In the large-format paintings of the Korean-born, Düsseldorf-based artist, the tradition of European landscape painting meets the Asian style of painting in a rich contrast. The color fields, which sometimes overlap in transparent lightness, are sometimes applied smoothly, sometimes with clearly visible brushstrokes, creating dreamlike landscapes that have no content other than themselves and thus tell no story. In Jongsuk Yoon's paintings, time stands still, making them a places to linger. Three landscape paintings have now been purchased for the Viehof Collection, including the work entitled "Kumgangsan", which is named after a mountainous region within the Taebaek Mountains on the east coast of North Korea and the border with South Korea and refers specifically to the artist's roots.

 

Meuser

The Viehof Collection, to which around 1,500 works are currently affiliated, continues to pursue the continuous expansion. In doing so, the collector family aims not only to acquire artists on a one-off basis, but also to follow up on their oeuvre and to add to earlier works and fill gaps as required.

In addition to the first acquisition of works by artists such as Sarah Morris and Jongsuk Yoon, the Meuser portfolio was also supplemented with a current work at the beginning of 2024. The first acquisitions of Meuser's works took place in the early 2000s.
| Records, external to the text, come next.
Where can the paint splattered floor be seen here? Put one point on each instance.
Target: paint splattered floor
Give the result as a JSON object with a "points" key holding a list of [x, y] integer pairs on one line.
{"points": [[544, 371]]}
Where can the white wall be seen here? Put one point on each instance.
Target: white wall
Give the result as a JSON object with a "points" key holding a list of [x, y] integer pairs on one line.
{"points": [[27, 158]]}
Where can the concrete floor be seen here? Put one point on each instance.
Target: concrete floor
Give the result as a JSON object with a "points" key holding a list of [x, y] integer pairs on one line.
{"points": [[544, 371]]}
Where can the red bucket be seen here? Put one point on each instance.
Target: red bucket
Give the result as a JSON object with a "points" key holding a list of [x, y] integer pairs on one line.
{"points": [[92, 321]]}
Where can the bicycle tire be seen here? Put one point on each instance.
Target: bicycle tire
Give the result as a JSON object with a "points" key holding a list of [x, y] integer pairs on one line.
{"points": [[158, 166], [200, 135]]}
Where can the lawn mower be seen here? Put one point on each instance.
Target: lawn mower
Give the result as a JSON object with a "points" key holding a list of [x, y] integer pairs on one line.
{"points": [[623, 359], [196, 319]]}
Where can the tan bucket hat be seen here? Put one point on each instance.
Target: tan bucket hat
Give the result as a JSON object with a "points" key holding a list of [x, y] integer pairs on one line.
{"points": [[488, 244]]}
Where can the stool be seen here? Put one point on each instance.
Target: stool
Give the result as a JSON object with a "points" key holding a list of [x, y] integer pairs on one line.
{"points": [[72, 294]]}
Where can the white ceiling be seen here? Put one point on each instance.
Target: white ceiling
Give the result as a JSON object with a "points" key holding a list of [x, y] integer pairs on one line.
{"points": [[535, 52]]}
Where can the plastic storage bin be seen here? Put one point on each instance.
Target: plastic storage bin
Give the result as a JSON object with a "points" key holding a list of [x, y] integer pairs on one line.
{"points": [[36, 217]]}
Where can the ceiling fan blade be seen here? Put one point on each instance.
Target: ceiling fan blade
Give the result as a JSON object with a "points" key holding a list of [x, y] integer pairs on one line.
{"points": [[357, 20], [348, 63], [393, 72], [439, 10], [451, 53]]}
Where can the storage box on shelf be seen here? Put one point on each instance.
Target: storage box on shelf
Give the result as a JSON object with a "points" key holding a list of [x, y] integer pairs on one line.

The existing 10 artworks has now been expanded to include the work "Windhose" from 2020.

 

A new position for the Viehof Collection

More than 20 works by Dieter Nuhr are now in the private possession of the Viehof family. This konvolut, which has been expanded over the past few years and finely selected from various groups of works, will now officially be made available to the collection.

Dieter Nuhr has long been one of Germany's best-known satirists. In contrast, probably only a few people know that after studying art with a focus on painting, he devoted himself to photography. The works are created on his travels through remote and exotic places around the world, which Nuhr captures in an almost archival manner.

"In the course of my exploration of living space while traveling, I make a picture of the world. To look around, to see, to experience, to archive, there is the meaning of traveling as of life. We move through time and space, experience, act and remember," says Dieter Nuhr.

But Nuhr's photographs are more than snapshots of places and objects. Through subjectively chosen cropping and image composition, the artist creates independent images, detached from the material context, that seem closer to abstract painting than to photography. Nuhr refers to this transformation as "digital painting." The photographic work becomes more than a mere image. Poetically charged, Nuhr's images combine what is seen with subjective memories and ideas. Image of reality, real materiality and intangible unreal interact.

The artist explains, "A picture is a reflection surface. The image of the landscape is the occasion for conscious perception and association. What the viewer takes away from the picture and what thoughts he develops is up to him. Art is always just a suggestion."